Whether it’s an operating system or an autonomous driving solution, OEMs hope to rely on partners to deliver results quickly, but they don’t want suppliers to completely control their future destiny.

Baidu has seen through the “insider” of the auto industry early on. In the process of cooperating with OEMs, Baidu Apollo’s appeal is that Baidu provides software and algorithms to car companies, and Baidu gives them back data and some product needs. But the focus of the controversy is that car companies want to make their own closed-loop systems, and they are not willing to use suppliers as part of the closed-loop, leaving the risk of being “stuck in the neck”.

Baidu, which “sees through the red dust”, can only end up building cars by itself. After all, only by going deep into hardware manufacturing can you fully master the ability of data production and form a more robust and stable closed loop.

C

In the PC Internet era, there is such a description of BAT: Baidu’s technology, Tencent’s products, and Ali’s operations. Technology has always been the foundation of Baidu. Ali, on the other hand, seems to be far away from hardware.

In 2015, when it was still the era of smartphone entrepreneurship, Alibaba’s Wang Jian once said in an interview with Yunos: “Ali will never enter hardware manufacturing, because that is not what Ali is good at.” Entering smart cars in a blink of an eye When the air outlet is used, the tuning of not touching the hardware continues.

The last big company that repeatedly emphasized “not building cars” was Huawei.

At the end of 2020, Huawei’s internal “Resolution on Strategies for Responding to Macro Risks” flowed out, which mentioned that the company “will never build cars, but will become an incremental component provider for intelligent connected vehicles.” However, at the time in the small print at the end of this document, Huawei carefully proposed that the validity period of this article is 3 years.

Huawei’s entry into the automotive industry is more of a forced choice. Huawei’s mobile phone business has been hit hard in 2020. According to IDC data, Huawei’s global mobile phone shipments in 2020 will be 189 million units, a year-on-year decrease of 21.5%. Affected by this, in 2020, Huawei’s consumer business revenue was 482.9 billion yuan, a slight increase of 3.3% year-on-year.

After the mobile phone business was blocked, there are more than 5,000 high-end experience stores with good locations and areas across the country, and they are about to face the situation of running out of stock to sell. Most of these stores are operated by Huawei’s retail partners, and they have signed contracts with shopping malls and property owners for up to five years or more.

This is why Huawei is very eager to choose car companies that already have ready-made factories and ready-made products to cooperate. On the one hand, these car companies can quickly implement the products that Huawei has deployed in the automotive industry chain, and solve their urgent needs; Prepare.

In essence, after Internet companies and technology companies cross-border into the automotive industry, most of them will first consider the combination of existing business and the needs and trends of the automotive industry.
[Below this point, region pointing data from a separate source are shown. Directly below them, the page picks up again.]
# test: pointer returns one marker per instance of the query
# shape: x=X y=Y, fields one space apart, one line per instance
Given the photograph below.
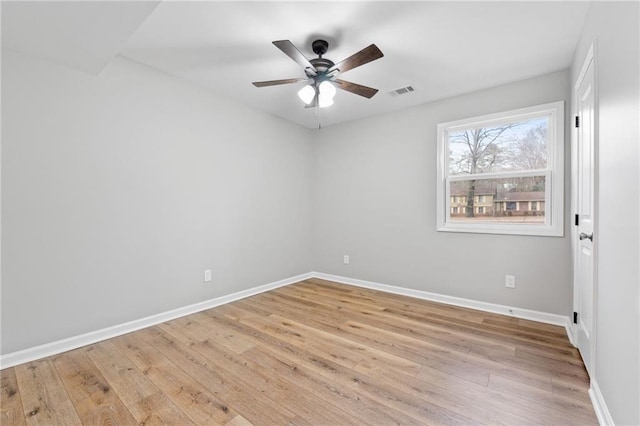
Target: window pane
x=510 y=147
x=504 y=200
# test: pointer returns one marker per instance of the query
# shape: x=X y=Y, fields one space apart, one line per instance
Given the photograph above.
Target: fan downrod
x=320 y=47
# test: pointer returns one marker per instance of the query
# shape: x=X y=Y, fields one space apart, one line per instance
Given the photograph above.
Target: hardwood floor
x=312 y=353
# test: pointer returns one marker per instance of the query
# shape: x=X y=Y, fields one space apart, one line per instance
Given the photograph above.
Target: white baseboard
x=53 y=348
x=451 y=300
x=600 y=407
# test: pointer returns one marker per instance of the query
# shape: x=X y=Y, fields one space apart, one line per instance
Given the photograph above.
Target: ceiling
x=441 y=49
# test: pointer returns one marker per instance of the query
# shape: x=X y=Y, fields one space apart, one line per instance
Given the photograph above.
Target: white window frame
x=554 y=173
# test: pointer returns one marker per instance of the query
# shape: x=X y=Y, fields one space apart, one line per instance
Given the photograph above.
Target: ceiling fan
x=321 y=73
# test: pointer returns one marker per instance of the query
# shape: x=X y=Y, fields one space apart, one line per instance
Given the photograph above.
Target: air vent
x=402 y=91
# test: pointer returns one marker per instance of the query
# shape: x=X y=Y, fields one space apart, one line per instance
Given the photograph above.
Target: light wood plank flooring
x=313 y=353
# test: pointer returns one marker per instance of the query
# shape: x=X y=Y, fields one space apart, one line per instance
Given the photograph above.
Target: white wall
x=375 y=200
x=118 y=190
x=615 y=29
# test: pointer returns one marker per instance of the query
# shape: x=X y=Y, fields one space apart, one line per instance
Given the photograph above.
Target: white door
x=585 y=284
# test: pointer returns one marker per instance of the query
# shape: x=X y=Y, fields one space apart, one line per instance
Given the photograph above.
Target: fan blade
x=291 y=51
x=366 y=55
x=358 y=89
x=277 y=82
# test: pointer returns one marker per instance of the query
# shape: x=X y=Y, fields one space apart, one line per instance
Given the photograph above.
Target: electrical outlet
x=510 y=281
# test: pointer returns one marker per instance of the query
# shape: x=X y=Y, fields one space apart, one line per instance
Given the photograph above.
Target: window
x=510 y=165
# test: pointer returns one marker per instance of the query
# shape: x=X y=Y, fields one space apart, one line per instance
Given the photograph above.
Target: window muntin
x=503 y=173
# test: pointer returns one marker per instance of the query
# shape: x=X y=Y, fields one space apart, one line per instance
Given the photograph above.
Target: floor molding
x=544 y=317
x=53 y=348
x=600 y=407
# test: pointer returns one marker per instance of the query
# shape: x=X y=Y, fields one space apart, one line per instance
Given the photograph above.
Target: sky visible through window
x=506 y=148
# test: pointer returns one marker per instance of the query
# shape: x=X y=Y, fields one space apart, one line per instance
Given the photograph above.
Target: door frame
x=590 y=57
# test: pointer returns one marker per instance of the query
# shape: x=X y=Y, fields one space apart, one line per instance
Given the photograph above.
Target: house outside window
x=503 y=172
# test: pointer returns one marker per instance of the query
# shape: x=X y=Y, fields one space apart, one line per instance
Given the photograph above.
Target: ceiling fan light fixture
x=307 y=93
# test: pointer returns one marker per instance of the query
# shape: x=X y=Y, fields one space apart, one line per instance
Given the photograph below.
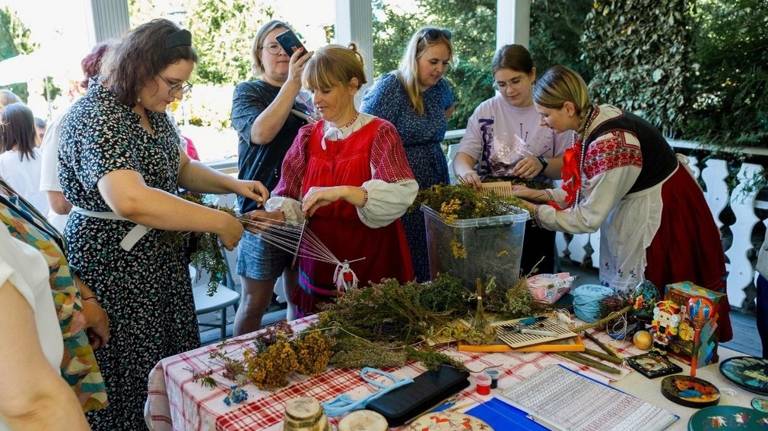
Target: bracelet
x=544 y=164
But with the deepening of cooperation, the more capable cross-border players will discover what they can do more and more deeply – this is the case with Baidu, and Huawei is still exploring.
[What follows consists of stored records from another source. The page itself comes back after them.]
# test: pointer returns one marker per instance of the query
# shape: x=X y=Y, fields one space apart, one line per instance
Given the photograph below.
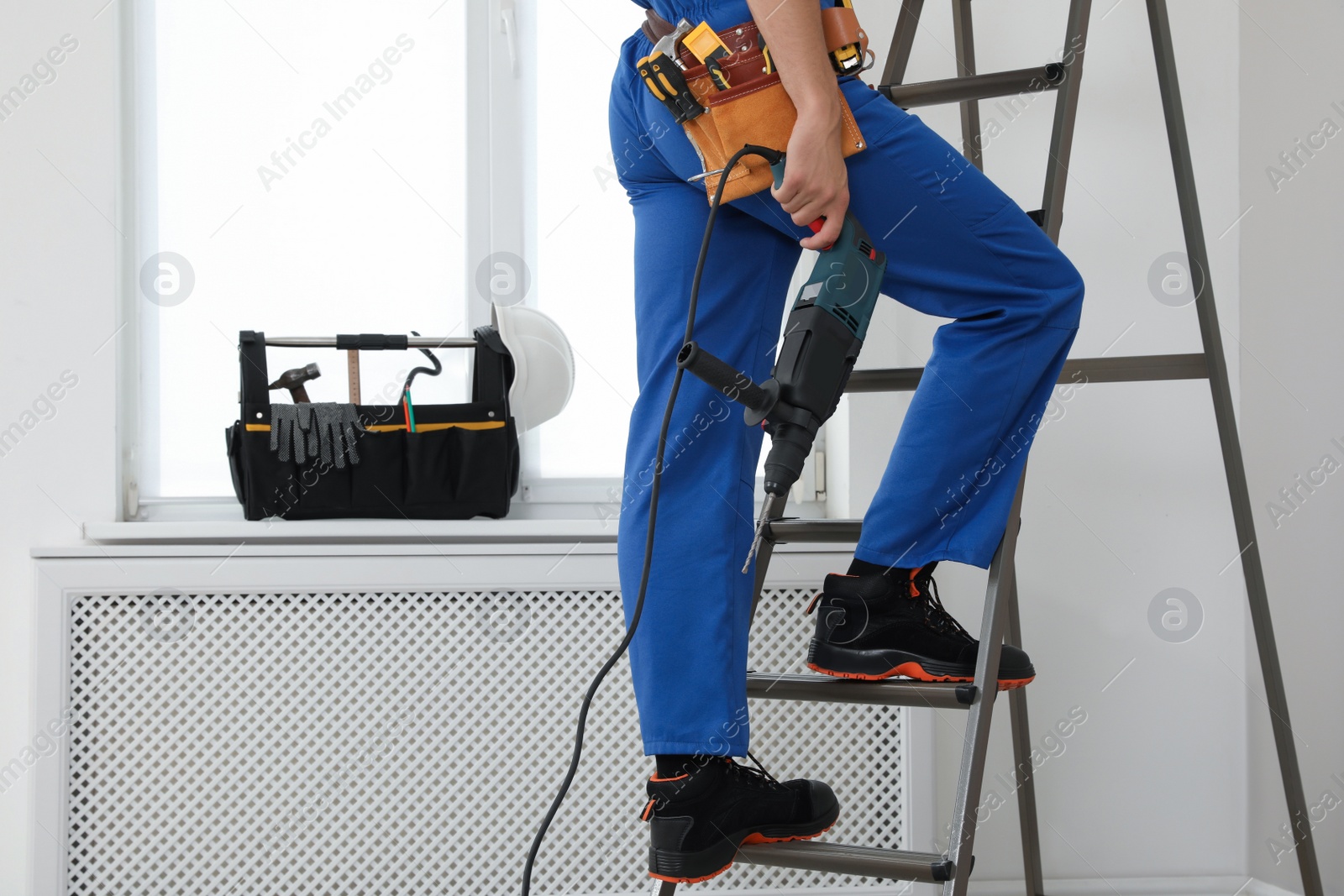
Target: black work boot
x=877 y=626
x=701 y=817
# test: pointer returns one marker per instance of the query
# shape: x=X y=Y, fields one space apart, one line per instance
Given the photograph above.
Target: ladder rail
x=976 y=741
x=965 y=50
x=1066 y=116
x=1229 y=439
x=1025 y=772
x=902 y=42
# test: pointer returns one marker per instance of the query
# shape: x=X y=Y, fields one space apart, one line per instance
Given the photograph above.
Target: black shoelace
x=757 y=777
x=936 y=614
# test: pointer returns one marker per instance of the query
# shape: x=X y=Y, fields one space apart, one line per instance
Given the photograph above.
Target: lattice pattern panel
x=257 y=745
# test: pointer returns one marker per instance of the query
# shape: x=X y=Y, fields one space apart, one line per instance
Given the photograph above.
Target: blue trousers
x=958 y=248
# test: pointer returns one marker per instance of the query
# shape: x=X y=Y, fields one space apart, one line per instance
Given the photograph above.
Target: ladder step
x=891 y=692
x=839 y=859
x=813 y=531
x=1133 y=369
x=998 y=83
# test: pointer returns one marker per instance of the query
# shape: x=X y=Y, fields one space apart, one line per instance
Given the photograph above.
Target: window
x=302 y=172
x=312 y=168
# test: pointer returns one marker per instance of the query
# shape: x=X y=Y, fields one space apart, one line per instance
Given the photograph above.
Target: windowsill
x=421 y=532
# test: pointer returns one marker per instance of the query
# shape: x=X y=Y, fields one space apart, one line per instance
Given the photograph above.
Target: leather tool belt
x=756 y=109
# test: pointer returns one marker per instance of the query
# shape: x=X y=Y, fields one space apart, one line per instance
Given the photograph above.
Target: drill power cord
x=772 y=156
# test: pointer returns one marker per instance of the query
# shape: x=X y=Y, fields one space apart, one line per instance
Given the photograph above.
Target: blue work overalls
x=958 y=248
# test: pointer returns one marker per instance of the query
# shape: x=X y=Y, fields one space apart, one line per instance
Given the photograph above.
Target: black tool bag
x=461 y=461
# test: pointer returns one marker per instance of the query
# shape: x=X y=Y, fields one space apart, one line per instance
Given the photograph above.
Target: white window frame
x=496 y=221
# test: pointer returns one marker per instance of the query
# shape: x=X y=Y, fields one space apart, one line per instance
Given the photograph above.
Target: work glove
x=311 y=430
x=335 y=429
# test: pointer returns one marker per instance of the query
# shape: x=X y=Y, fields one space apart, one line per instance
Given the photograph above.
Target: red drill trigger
x=816 y=228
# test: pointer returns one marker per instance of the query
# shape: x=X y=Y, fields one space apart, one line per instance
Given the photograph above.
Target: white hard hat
x=543 y=364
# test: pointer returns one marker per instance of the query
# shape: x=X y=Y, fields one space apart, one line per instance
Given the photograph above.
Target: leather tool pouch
x=756 y=109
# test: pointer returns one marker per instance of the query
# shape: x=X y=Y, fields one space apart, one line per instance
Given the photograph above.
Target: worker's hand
x=816 y=183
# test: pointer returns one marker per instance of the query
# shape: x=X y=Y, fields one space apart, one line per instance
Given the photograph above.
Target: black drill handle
x=721 y=375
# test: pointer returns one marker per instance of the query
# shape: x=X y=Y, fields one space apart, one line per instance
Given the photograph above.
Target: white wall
x=58 y=284
x=1126 y=492
x=1292 y=406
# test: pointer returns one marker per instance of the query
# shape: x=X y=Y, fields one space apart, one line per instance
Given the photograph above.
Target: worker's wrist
x=819 y=107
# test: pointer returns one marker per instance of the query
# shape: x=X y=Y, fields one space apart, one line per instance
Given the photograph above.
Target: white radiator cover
x=235 y=734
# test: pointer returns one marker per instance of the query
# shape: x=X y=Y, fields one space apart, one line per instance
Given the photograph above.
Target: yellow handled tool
x=667 y=83
x=705 y=45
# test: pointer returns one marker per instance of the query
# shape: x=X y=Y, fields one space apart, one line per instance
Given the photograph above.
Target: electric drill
x=822 y=342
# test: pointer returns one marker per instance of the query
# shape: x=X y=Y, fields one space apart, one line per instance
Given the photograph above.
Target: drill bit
x=756 y=542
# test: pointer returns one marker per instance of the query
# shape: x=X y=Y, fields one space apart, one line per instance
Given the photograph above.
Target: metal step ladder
x=1000 y=622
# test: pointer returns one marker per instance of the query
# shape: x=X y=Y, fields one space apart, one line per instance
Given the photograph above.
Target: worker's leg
x=689 y=658
x=956 y=248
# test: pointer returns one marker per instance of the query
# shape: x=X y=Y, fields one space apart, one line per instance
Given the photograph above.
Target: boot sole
x=678 y=867
x=875 y=665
Of course, if Ali does not venture into a new field, it must be a decision based on his own situation. Alibaba, 23 years old this year, already has more than 250,000 employees. Compared with “young” companies such as ByteDance, Alibaba must be cautious about entering a huge and unfamiliar field. But at the same time, Ali has less of the “smell of gunpowder” that only existed when he was young and energetic, and more calm and tolerant towards “friends and businessmen”. Therefore, traditional car companies such as SAIC will be quite hostile to Huawei, but respectful towards Huawei. Ali and Tencent, who guard the border, greeted them with a smile.